The path to bringing a gene therapy to market in the U.S. just got a little rockier. Having expected to swing for approval in the U.S. on the basis of one pivotal trial, uniQure ($QURE) has now learnt the FDA is demanding another clinical study.
Glybera appeared to have a clear path forward as recently as June. At that time, uniQure said the plan was to initiate a clinical trial in 2016 and use the data in a filing with the FDA. However, the FDA has scuttled the plan by telling uniQure it wants to see data from another clinical trial in the BLA filing. What happens now is unclear. UniQure is still planning to start up a U.S.-based trial early next year to meet the post-approval requirements of its European marketing nod, but is "assessing its options" for pursuing approval from the FDA.

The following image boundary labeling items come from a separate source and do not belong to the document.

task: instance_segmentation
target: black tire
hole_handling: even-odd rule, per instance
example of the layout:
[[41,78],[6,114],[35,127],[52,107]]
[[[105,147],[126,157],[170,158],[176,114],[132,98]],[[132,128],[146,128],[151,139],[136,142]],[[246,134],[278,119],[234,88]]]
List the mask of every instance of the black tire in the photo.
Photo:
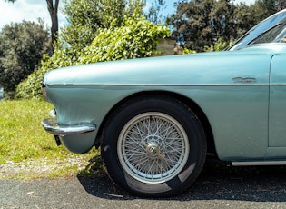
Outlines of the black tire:
[[167,197],[195,181],[204,164],[206,139],[198,117],[181,102],[141,96],[108,120],[102,156],[119,187],[134,195]]

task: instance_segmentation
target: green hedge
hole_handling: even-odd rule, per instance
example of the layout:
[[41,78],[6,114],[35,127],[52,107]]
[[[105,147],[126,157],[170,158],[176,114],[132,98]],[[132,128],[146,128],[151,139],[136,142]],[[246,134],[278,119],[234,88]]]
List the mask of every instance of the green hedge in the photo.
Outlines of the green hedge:
[[100,29],[93,43],[81,51],[55,45],[54,55],[45,55],[42,66],[20,83],[15,98],[41,98],[41,82],[48,71],[88,63],[151,56],[158,53],[158,39],[169,35],[167,27],[134,15],[126,17],[120,27]]

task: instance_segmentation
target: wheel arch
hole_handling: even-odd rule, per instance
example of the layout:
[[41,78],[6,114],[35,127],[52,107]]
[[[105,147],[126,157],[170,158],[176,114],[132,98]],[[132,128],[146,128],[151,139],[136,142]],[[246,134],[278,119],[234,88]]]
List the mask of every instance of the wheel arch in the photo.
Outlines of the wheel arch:
[[101,140],[103,138],[103,133],[104,130],[104,126],[106,125],[108,119],[111,117],[111,115],[113,114],[113,113],[114,112],[114,110],[116,108],[118,108],[119,106],[121,106],[122,104],[123,104],[124,103],[126,103],[130,99],[133,99],[135,97],[140,97],[140,96],[148,96],[148,95],[151,96],[151,95],[165,95],[165,96],[170,96],[170,97],[175,98],[175,99],[179,100],[180,102],[182,102],[182,104],[184,104],[185,105],[187,105],[189,108],[191,108],[195,113],[195,114],[200,118],[202,125],[204,129],[204,133],[205,133],[206,139],[207,139],[207,152],[216,154],[211,124],[209,123],[209,120],[208,120],[207,116],[205,115],[205,114],[203,113],[203,111],[202,110],[202,108],[192,99],[190,99],[184,95],[182,95],[180,94],[176,94],[173,92],[168,92],[168,91],[139,92],[139,93],[131,95],[123,98],[120,102],[118,102],[108,112],[108,114],[105,115],[103,123],[101,124],[99,130],[98,130],[98,134],[97,134],[98,136],[95,140],[95,146],[96,147],[100,146]]

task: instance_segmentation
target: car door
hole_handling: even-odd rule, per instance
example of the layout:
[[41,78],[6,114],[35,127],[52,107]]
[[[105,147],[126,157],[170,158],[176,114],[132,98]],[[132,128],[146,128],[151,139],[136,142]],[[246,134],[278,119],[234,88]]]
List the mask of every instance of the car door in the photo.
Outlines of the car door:
[[272,57],[270,78],[269,157],[286,158],[286,54]]

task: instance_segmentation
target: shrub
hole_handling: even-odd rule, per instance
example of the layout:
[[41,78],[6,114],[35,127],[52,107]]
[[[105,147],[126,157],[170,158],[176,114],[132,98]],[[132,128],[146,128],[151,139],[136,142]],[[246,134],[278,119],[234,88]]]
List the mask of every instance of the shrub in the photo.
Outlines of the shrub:
[[153,25],[142,16],[125,17],[120,27],[100,29],[93,43],[78,51],[54,46],[54,55],[45,55],[36,69],[16,88],[15,98],[40,98],[44,73],[69,65],[151,56],[157,53],[159,38],[170,35],[167,27]]

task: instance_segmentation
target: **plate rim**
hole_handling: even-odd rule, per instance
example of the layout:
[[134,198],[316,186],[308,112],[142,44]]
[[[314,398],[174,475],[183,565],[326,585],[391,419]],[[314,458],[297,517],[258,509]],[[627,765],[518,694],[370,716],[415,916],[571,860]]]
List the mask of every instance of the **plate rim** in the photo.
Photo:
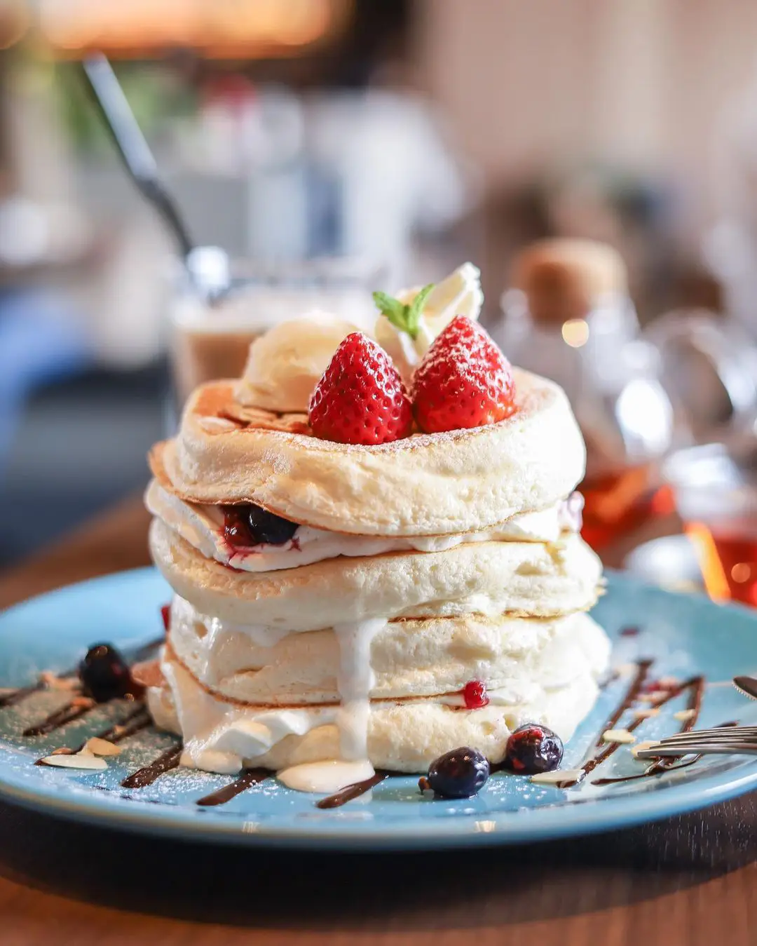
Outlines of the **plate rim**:
[[[621,582],[665,596],[702,600],[711,607],[714,603],[702,594],[680,594],[649,585],[634,576],[607,569],[611,585]],[[93,585],[109,582],[150,580],[160,577],[154,567],[130,569],[64,586],[28,598],[0,612],[6,619],[13,612],[37,606],[41,601],[74,591],[81,593]],[[741,604],[728,604],[757,624],[757,612]],[[229,815],[203,820],[197,813],[189,815],[179,806],[146,806],[138,809],[124,805],[118,797],[103,794],[82,797],[60,797],[54,786],[43,782],[27,787],[10,778],[2,765],[4,754],[13,749],[0,747],[0,798],[48,816],[60,816],[96,827],[132,831],[141,834],[202,843],[234,844],[249,847],[286,847],[334,850],[441,850],[444,848],[509,846],[528,842],[561,840],[611,830],[630,828],[646,822],[674,817],[737,797],[757,787],[757,760],[746,762],[726,780],[722,770],[696,779],[681,780],[662,791],[650,790],[616,798],[603,795],[576,804],[566,816],[563,806],[543,806],[510,812],[459,813],[449,819],[415,819],[393,824],[378,821],[372,828],[345,819],[293,825],[267,826],[254,822],[248,815]],[[620,808],[620,811],[618,809]],[[190,821],[190,817],[192,820]],[[484,823],[485,827],[479,827]]]

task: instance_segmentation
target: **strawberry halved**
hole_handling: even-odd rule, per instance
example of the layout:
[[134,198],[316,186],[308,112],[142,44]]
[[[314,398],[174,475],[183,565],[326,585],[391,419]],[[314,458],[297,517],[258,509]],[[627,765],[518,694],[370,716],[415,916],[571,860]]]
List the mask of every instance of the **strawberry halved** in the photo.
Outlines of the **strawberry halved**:
[[458,315],[413,377],[413,412],[426,433],[496,424],[516,411],[510,363],[477,322]]
[[410,433],[413,414],[400,373],[375,342],[353,332],[334,353],[310,397],[313,433],[373,446]]

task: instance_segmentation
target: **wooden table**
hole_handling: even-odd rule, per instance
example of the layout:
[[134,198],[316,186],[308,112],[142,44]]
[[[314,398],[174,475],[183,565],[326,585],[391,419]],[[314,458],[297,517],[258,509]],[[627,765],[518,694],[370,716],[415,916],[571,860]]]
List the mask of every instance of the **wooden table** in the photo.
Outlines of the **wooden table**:
[[[146,563],[146,529],[126,503],[0,575],[0,606]],[[359,856],[152,840],[0,804],[0,944],[752,946],[756,800],[526,848]]]

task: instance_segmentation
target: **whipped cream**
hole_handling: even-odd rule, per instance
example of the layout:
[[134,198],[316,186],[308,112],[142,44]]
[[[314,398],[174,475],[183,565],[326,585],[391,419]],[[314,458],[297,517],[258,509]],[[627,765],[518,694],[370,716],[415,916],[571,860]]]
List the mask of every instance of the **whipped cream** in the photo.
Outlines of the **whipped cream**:
[[[67,757],[70,758],[70,757]],[[276,773],[279,781],[298,792],[331,795],[375,775],[370,762],[348,762],[330,759],[322,762],[301,762]]]
[[[173,606],[179,609],[186,603],[175,602]],[[282,781],[302,792],[335,792],[371,778],[374,771],[368,758],[368,726],[375,676],[370,666],[370,642],[386,623],[371,619],[335,628],[340,651],[338,706],[258,710],[231,703],[198,686],[181,664],[166,658],[164,651],[161,671],[171,690],[184,738],[181,764],[231,775],[265,755],[284,737],[302,736],[314,727],[335,723],[339,730],[341,758],[289,767],[281,774]],[[208,652],[211,650],[212,644]],[[160,701],[150,705],[161,725],[160,710],[156,714]]]
[[[577,494],[574,494],[577,496]],[[578,499],[580,499],[578,497]],[[145,496],[147,509],[206,558],[241,571],[276,571],[346,555],[360,558],[387,552],[446,552],[471,542],[556,542],[580,528],[573,498],[536,513],[524,513],[493,529],[453,535],[374,536],[300,526],[284,545],[261,543],[249,549],[229,545],[220,506],[184,502],[156,480]]]

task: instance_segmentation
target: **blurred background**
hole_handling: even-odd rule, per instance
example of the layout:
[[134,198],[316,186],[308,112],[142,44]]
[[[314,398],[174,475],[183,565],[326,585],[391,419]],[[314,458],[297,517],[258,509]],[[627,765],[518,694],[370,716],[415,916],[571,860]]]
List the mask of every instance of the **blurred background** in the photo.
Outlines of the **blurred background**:
[[[194,241],[245,261],[238,272],[265,289],[263,322],[301,310],[292,273],[298,291],[325,286],[338,290],[333,307],[359,308],[370,289],[470,259],[482,321],[524,360],[508,340],[527,355],[543,326],[512,333],[523,316],[506,293],[513,256],[546,236],[600,240],[625,261],[614,289],[633,313],[602,358],[621,346],[629,367],[611,391],[576,362],[567,386],[586,416],[599,405],[624,428],[599,499],[603,477],[618,500],[619,473],[646,471],[641,485],[621,478],[613,537],[680,519],[670,489],[690,469],[680,449],[714,442],[748,465],[751,0],[0,0],[0,562],[139,490],[168,423],[181,267],[88,96],[80,63],[95,52]],[[335,258],[349,261],[335,277]],[[559,363],[585,344],[576,322],[553,333]],[[639,378],[645,387],[628,394]],[[705,461],[720,482],[721,455]],[[722,590],[732,569],[718,561]],[[740,552],[735,565],[750,561]]]

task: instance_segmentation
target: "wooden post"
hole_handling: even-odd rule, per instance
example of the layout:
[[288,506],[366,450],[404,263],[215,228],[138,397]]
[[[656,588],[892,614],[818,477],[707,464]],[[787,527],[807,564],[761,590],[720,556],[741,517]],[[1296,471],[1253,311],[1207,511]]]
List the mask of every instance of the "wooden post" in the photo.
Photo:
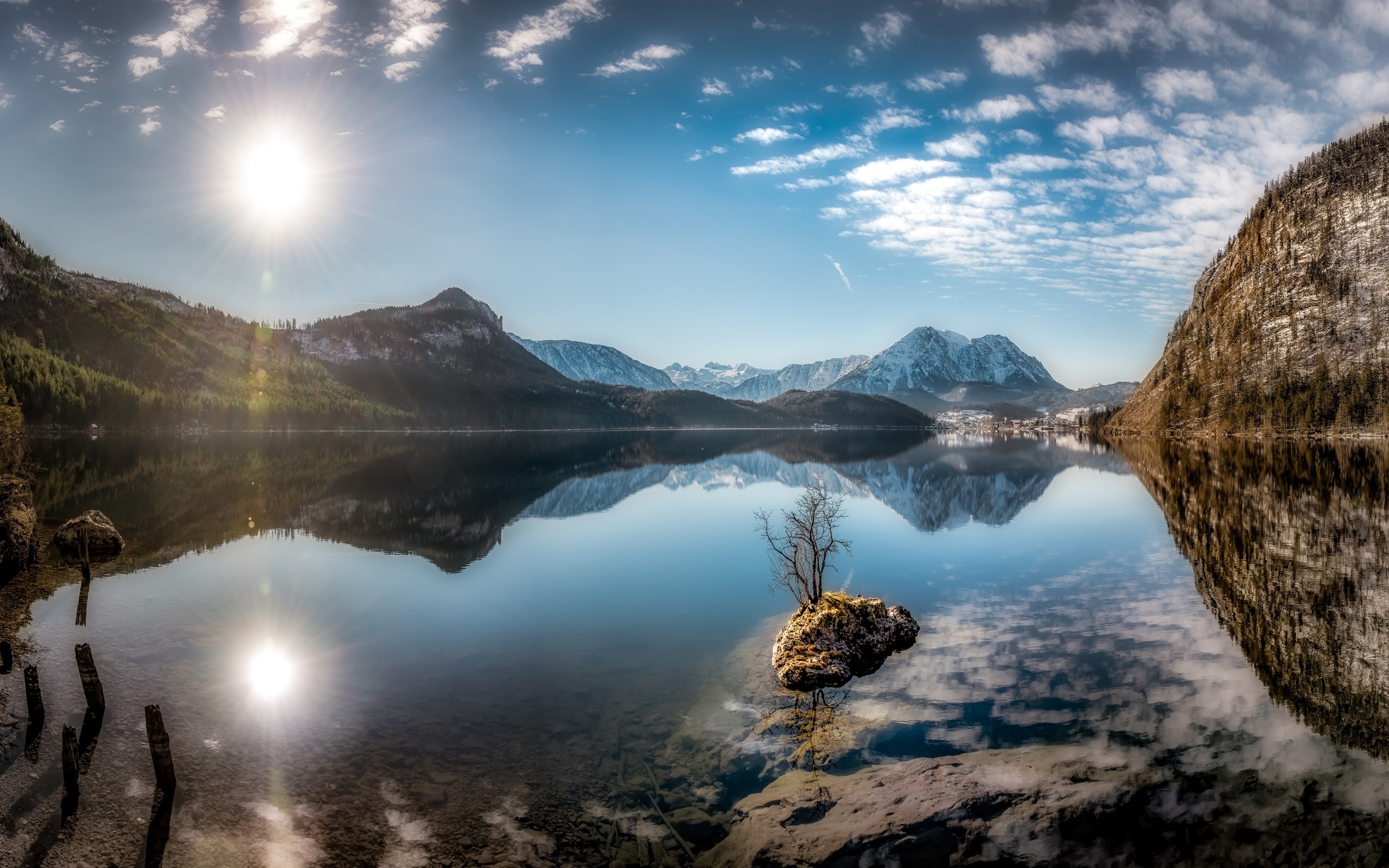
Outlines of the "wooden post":
[[43,694],[39,692],[39,667],[24,668],[24,697],[29,700],[29,724],[43,719]]
[[76,646],[78,675],[82,676],[82,693],[86,693],[88,708],[100,714],[106,710],[106,693],[101,690],[101,679],[96,674],[96,662],[92,660],[92,646],[82,643]]
[[174,753],[169,750],[169,733],[164,732],[164,715],[160,714],[158,704],[144,707],[144,732],[150,739],[150,758],[154,760],[154,782],[165,793],[172,793],[176,785]]
[[63,726],[63,790],[67,797],[78,797],[78,731]]

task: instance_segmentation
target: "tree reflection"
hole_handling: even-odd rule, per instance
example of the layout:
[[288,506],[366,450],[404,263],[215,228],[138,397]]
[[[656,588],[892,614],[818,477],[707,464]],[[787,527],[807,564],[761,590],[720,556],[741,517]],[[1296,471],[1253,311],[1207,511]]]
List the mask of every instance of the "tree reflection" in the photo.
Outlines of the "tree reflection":
[[1270,696],[1389,758],[1389,447],[1121,440]]
[[792,749],[788,762],[808,771],[807,783],[814,783],[824,769],[833,767],[847,743],[842,724],[835,719],[847,699],[849,690],[843,689],[786,692],[776,707],[763,712],[757,733],[783,739]]

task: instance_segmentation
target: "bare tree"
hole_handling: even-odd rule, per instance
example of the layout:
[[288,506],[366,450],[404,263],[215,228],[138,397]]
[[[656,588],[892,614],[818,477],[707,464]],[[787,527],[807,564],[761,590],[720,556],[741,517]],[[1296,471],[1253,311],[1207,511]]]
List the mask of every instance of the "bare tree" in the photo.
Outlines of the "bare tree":
[[781,511],[781,529],[772,528],[772,514],[754,512],[757,531],[767,540],[772,561],[771,590],[788,589],[796,601],[806,606],[820,603],[825,593],[825,569],[832,569],[829,558],[840,550],[851,551],[850,542],[835,536],[845,517],[843,494],[831,494],[824,483],[807,485],[790,512]]

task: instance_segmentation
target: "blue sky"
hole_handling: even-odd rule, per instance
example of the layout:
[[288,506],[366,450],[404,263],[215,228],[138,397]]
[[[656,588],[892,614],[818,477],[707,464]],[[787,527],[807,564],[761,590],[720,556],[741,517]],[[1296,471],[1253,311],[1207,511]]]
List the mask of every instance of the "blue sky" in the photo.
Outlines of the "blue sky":
[[1389,108],[1386,35],[1385,0],[4,0],[0,215],[244,317],[457,285],[657,367],[935,325],[1139,379],[1263,185]]

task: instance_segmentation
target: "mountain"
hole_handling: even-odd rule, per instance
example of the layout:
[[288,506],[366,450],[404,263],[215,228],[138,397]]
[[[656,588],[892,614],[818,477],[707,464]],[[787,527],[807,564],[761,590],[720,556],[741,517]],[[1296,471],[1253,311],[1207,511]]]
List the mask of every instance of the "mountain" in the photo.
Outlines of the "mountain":
[[1003,335],[968,339],[929,326],[914,329],[833,382],[835,389],[888,394],[925,389],[940,394],[960,383],[992,383],[1036,392],[1061,389],[1047,369]]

Investors reacted badly to the setback, sending shares in uniQure down by as much as 14% in premarket trading. With a big-ticket collaboration with Bristol-Myers Squibb ($BMY) to its name, uniQure is far from being reliant on Glybera. But the treatment for the genetic disease lipoprotein lipase deficiency (LPLD) is both uniQure's best near-term shot at getting a product on the market and a possible harbinger for what is to come for the gene therapies that are following it down the R&D pipeline.
As the advanced party in the gene therapy field, Amsterdam, the Netherlands-based uniQure is used to setbacks. Glybera won approval in Europe in 2012 but a regulatory request for 6-year follow-up data held back its introduction. The recurring question throughout Glybera's slow crawl through the regulatory machinery has been how to assess the safety and efficacy of a new type of product that treats such a tiny patient population. For the FDA, the answer appears to lie in more data. For uniQure and its €1.1 million ($1.2 million) gene therapy, the upshot is more delays and uncertainty.